Three education black holes you’ll want to avoidPosted: January 9, 2016
A black hole is a place in space where the gravity is so strong that not even light can escape. You wouldn’t want to get sucked in to one. And you wouldn’t want to get sucked into any of the following educational practices either.
1. Making everything flashy
Many teachers burn themselves out by spending inordinate amounts of time planning complicated, flashy activities. They think that the students will appreciate these activities or other staff will see them as innovative. If your students are impeccably behaved and respectful, you might have some luck. Otherwise, there is a chance that the activity that you’ve poured you heart and soul into will not be taken seriously and will be a cue for lots of messing around. Take this example from the Edutopia blog which was tweeted earlier by the Australian Institute for Teaching and School Leadership:
“Students write down what they learned on a piece of scratch paper and wad it up. Given a signal, they throw their paper snowballs in the air. Then each learner picks up a nearby response and reads it aloud.”
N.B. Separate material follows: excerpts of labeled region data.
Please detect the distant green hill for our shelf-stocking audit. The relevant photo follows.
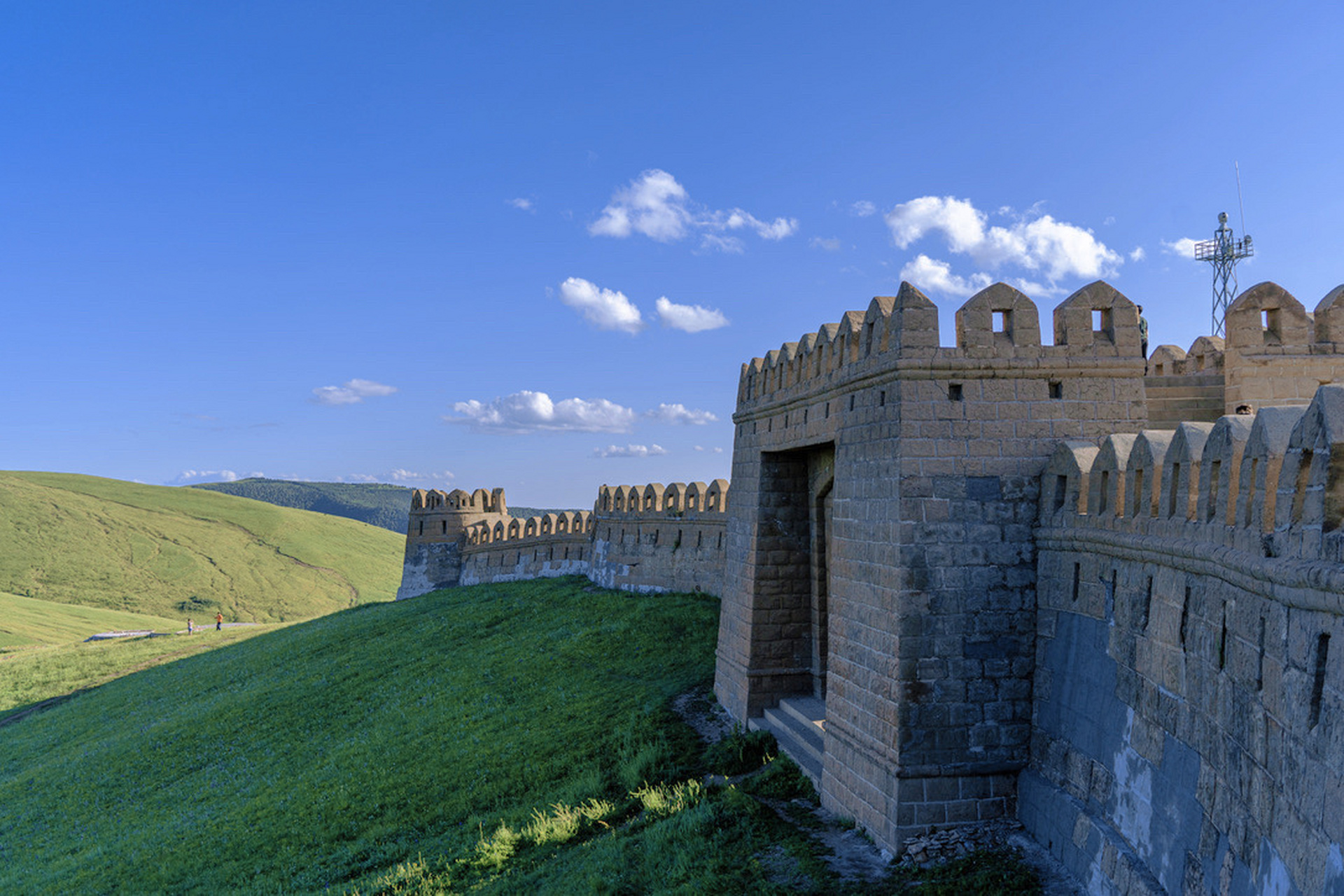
[191,478,412,535]
[191,478,578,535]
[0,594,186,652]
[0,472,405,622]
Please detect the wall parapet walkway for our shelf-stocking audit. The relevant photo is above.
[398,479,729,598]
[1018,386,1344,893]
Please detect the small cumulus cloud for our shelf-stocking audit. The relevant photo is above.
[886,196,1124,294]
[444,390,634,433]
[644,405,719,426]
[168,470,266,485]
[589,168,798,253]
[900,254,993,295]
[593,444,668,456]
[1163,237,1199,258]
[653,295,729,333]
[312,380,396,407]
[379,468,457,482]
[561,276,644,333]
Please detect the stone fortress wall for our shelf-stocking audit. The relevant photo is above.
[1018,386,1344,893]
[715,282,1147,850]
[399,282,1344,895]
[396,479,729,599]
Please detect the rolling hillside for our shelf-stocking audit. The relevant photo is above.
[0,472,403,622]
[0,579,736,893]
[191,478,412,535]
[190,479,568,535]
[0,592,184,652]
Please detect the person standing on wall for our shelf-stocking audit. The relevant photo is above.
[1138,305,1148,372]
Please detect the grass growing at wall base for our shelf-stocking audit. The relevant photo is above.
[0,579,718,892]
[0,579,1042,893]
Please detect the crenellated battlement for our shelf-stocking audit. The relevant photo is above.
[593,479,729,519]
[738,281,1142,414]
[1040,384,1344,563]
[398,479,729,598]
[463,510,593,551]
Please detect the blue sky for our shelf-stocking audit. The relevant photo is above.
[0,1,1344,506]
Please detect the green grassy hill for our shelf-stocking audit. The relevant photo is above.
[0,579,741,893]
[191,478,412,535]
[191,478,572,535]
[0,578,1039,896]
[0,472,405,623]
[0,592,186,652]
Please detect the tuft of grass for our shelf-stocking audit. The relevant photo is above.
[891,849,1044,896]
[704,725,780,776]
[630,779,704,818]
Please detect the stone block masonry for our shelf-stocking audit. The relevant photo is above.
[399,275,1344,896]
[396,479,729,599]
[1018,386,1344,895]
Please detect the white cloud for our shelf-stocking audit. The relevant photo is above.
[700,234,748,255]
[886,196,1124,291]
[1163,237,1199,258]
[169,470,266,485]
[900,254,993,297]
[589,168,798,253]
[654,295,729,333]
[379,468,457,482]
[444,391,634,433]
[561,276,644,333]
[644,405,719,426]
[593,444,668,456]
[312,380,396,406]
[589,168,691,243]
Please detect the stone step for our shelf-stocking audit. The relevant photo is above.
[748,697,825,788]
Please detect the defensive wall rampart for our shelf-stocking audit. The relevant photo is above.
[715,282,1147,850]
[398,479,729,598]
[589,479,729,595]
[1018,386,1344,895]
[715,282,1344,850]
[1144,282,1344,427]
[398,282,1344,895]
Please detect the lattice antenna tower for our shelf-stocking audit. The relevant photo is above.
[1195,167,1255,336]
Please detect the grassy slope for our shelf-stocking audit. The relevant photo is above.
[0,592,184,652]
[191,478,572,535]
[0,580,718,892]
[0,626,272,722]
[191,478,412,535]
[0,473,403,622]
[0,579,1039,896]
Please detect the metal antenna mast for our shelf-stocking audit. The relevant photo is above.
[1195,208,1255,336]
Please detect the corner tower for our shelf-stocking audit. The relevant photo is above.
[396,489,508,601]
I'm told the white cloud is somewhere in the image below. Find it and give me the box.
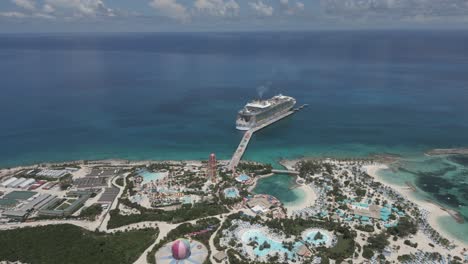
[11,0,36,10]
[44,0,115,17]
[0,12,27,18]
[42,4,55,13]
[321,0,468,20]
[194,0,240,16]
[296,2,305,11]
[149,0,190,22]
[33,13,55,19]
[249,0,274,16]
[280,0,305,15]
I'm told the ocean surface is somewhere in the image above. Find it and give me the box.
[0,31,468,241]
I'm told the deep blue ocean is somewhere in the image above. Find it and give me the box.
[0,31,468,239]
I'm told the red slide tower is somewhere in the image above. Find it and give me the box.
[208,153,217,182]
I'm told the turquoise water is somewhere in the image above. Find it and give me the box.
[224,188,239,198]
[242,229,299,258]
[303,230,330,246]
[379,156,468,242]
[253,174,305,205]
[0,31,468,243]
[138,170,167,183]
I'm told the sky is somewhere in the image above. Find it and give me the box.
[0,0,468,33]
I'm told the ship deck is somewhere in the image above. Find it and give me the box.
[229,111,295,171]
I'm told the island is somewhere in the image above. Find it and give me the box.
[0,154,468,264]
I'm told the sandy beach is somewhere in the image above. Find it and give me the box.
[284,185,317,216]
[365,164,468,247]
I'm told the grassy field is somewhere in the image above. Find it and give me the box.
[0,225,158,264]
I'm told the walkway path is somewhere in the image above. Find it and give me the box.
[229,111,294,171]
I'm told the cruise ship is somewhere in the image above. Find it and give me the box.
[236,94,296,130]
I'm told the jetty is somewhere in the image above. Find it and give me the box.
[271,170,299,175]
[228,110,296,171]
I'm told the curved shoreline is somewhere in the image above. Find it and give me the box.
[364,164,468,247]
[283,184,317,216]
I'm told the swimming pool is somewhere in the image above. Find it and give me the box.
[137,169,168,183]
[241,229,302,259]
[302,229,330,246]
[224,187,239,198]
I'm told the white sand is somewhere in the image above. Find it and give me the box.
[284,185,317,216]
[364,164,468,247]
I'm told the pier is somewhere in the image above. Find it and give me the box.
[271,170,299,175]
[229,110,297,171]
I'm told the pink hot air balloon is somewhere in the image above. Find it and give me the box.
[172,238,191,260]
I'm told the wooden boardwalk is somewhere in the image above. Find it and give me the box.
[229,111,295,171]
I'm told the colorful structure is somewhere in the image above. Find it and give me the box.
[154,239,208,264]
[207,153,217,182]
[171,239,191,260]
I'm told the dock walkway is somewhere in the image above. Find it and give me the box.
[271,170,299,175]
[229,111,295,171]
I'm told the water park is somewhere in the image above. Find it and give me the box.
[137,169,169,184]
[220,220,336,262]
[223,187,240,199]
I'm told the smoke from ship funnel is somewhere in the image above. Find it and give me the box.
[257,83,271,99]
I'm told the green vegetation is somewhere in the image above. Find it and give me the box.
[107,199,228,229]
[59,174,73,190]
[79,204,102,220]
[115,178,124,187]
[146,218,219,264]
[0,225,158,264]
[314,231,323,240]
[362,232,390,259]
[387,217,418,237]
[299,161,322,178]
[356,225,374,233]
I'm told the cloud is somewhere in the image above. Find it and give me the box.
[321,0,468,18]
[249,0,274,16]
[43,0,115,17]
[194,0,240,16]
[0,12,27,18]
[280,0,305,15]
[149,0,190,22]
[11,0,36,10]
[42,4,55,13]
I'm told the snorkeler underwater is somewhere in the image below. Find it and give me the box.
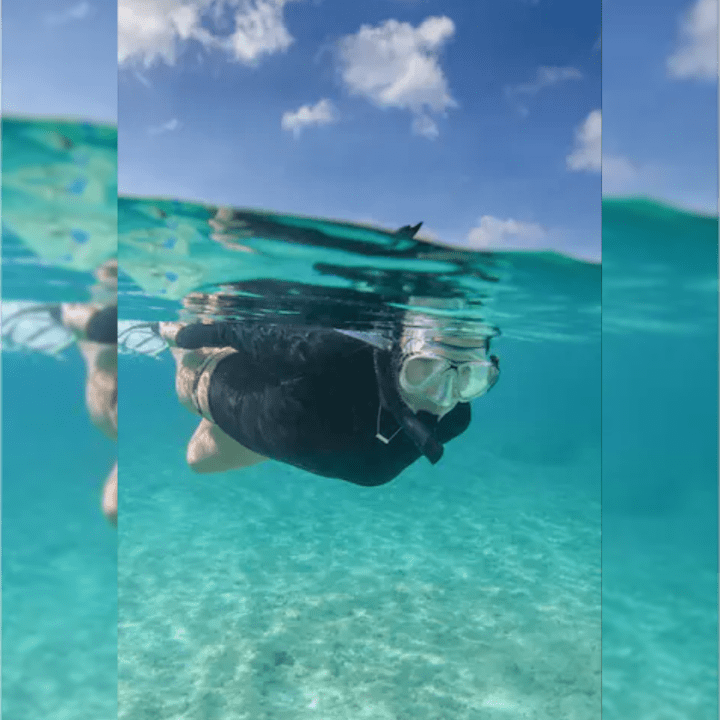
[121,304,499,486]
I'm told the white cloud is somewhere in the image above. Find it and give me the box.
[667,0,720,82]
[148,118,182,135]
[45,2,92,25]
[118,0,293,67]
[227,0,293,64]
[339,17,457,137]
[467,215,547,250]
[507,67,583,95]
[281,98,338,137]
[566,110,602,172]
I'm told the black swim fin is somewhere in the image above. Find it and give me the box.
[394,222,422,238]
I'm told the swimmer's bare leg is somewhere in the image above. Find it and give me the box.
[102,462,117,527]
[78,340,117,440]
[186,418,267,473]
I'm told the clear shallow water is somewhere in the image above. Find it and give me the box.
[118,191,600,720]
[602,200,718,720]
[2,117,117,302]
[0,117,117,720]
[0,348,117,720]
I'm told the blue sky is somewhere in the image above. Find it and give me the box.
[602,0,718,212]
[118,0,600,259]
[2,0,117,123]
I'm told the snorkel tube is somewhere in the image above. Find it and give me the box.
[373,348,444,465]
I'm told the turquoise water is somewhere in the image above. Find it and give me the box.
[0,114,718,720]
[0,117,117,720]
[602,200,718,720]
[0,348,117,720]
[118,194,601,720]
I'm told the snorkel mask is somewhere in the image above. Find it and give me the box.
[398,328,500,408]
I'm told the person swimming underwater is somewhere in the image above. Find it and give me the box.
[160,316,499,486]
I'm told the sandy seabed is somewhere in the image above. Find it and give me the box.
[118,448,600,720]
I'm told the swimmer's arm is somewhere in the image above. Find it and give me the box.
[187,418,267,473]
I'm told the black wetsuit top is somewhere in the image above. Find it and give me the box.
[85,305,117,345]
[176,323,470,485]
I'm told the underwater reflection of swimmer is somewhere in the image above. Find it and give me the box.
[160,320,499,486]
[3,262,118,526]
[61,303,118,526]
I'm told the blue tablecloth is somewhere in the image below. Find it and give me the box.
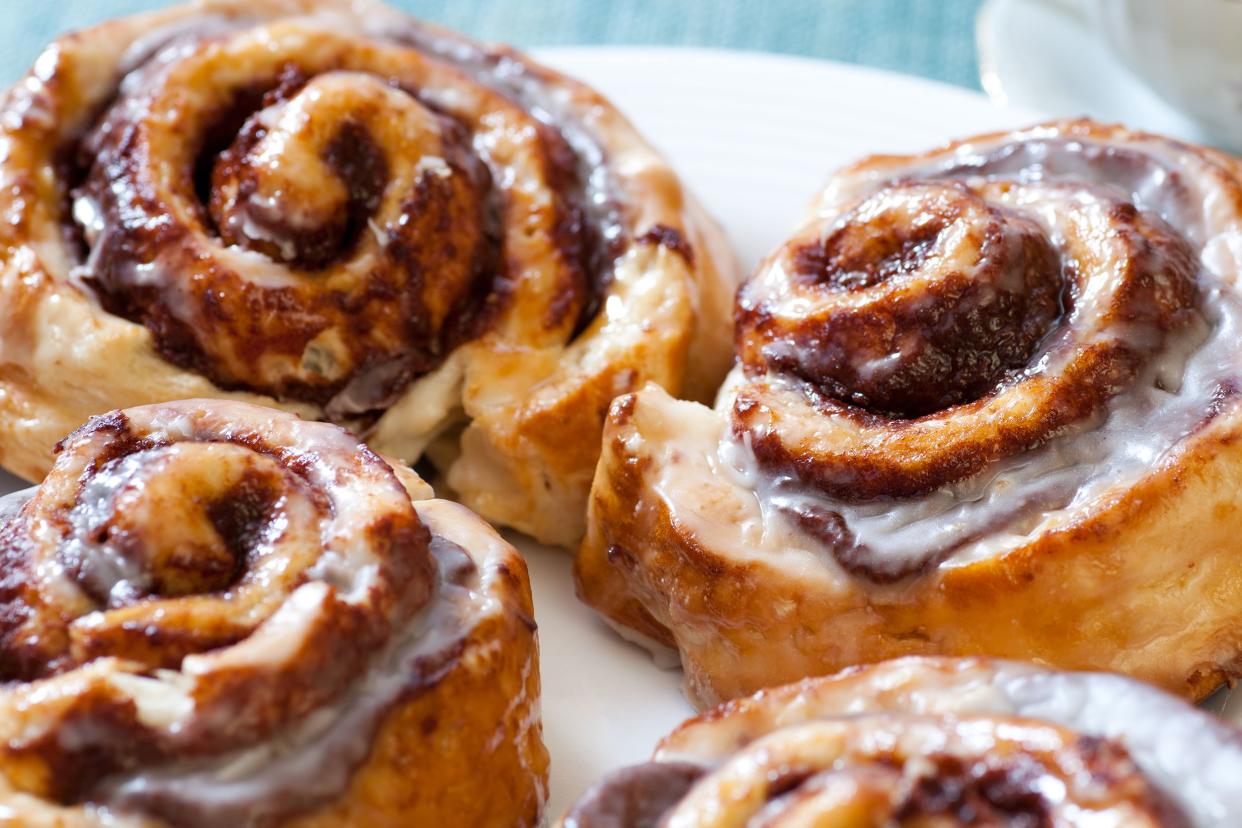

The trouble is, if you start messing with this stuff it becomes an expectation. Just say, “No”, kids. Teach your students something instead.
2. Rubbish Edtech
I am not against all Edtech. If it provides an efficient way of doing something and makes your life easier then that’s great. BUT WHEN HAS IT EVER DONE THIS? In a previous life, I had the job of persuading a school staff to use a particular Virtual Learning Environment (VLE). “Look,” went the pitch, “you can enter multiple choice quizzes and it will score them for you.”
Many staff pointed out that they didn’t use multiple choice quizzes. Those that did, tried the VLE and found that they could not enter mathematical notation unless as an image file. Even without any notation, the quizzes took ages to create. The VLE file system was slow and painful – constantly uploading – and then no students would log on because they had forgotten their password.
We don’t need solutions in search of a problem. We need solutions to problems that we actually have and that are better and quicker than what we’re doing at the moment.
3. Learning Styles
I know, if you are familiar with education blogs then you will already be aware that learning styles are a dodo. However, some folks have recently started to say things like, “I know there’s absolutely no evidence for learning styles but what’s the harm? It’s a bit of fun, isn’t it? What’s the worst that could happen?”
Aside from wasting everyone’s time, the worst that could happen is that male kids or kids from ethnic minorities who are struggling writers get labelled as having a ‘kinaesthetic’ learning style. Instead of getting the intensive extra writing that they need, they will be given mindless cut-and stick activities or blocks to play with and will fall ever further behind.
Labeling children, whether it is with a learning style or a mindset, is never right.